Stephens Lake Park is a park located in Columbia, Missouri.  Dating back to the early 19th century, the park contains structures that were built using slave labor.

Today it serves as an arboretum with a lake, and a park spanning 116 acres. It is often used as a live music venue..

History 
In 1818, a man by the name David Gordon built a cabin on the area that would become the park. In 1823, The David Gordon House and Collins Log Cabin were built using slave labor. After construction of the manor was complete, the Gordons turned their cabin into slave quarters .

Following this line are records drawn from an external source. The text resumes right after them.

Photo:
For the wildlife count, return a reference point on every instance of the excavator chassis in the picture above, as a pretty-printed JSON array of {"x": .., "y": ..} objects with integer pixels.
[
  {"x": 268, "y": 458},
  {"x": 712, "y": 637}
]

The area was owned by the Gordon family for over a century.

According to a news article from KRCG, someone purposely set David Gordon House on fire on November 9, 1998.

The park was reopened in 2001. 

An amphitheatre in the park was opened on June 26, 2010.

Discovery Garden 

The park contains a garden called Darwin and Axie Hindman Discovery Garden, it was built to honor Darwin Hindman and Axie Hindman.

Wildlife 
Enchenopa binotata have been found at the park.

According to the Missouri Department of Conservation; Stephens lake contains species like Black Bass, Catfish, and Bluegill.

Stephens College purchase 
In 1926, the area was bought by Stephens College. 

The city of Columbia later purchased the park.

Concerts 
The Roots N Blues Festival is held annually in the park.

According to Concert archives, 8 concerts have taken place at the park.

Musicians like Dale Watson and Alejandro Escovedo performed concerts at the park in 2013.

Amos Lee and Rosanne Cash performed a concert in 2014.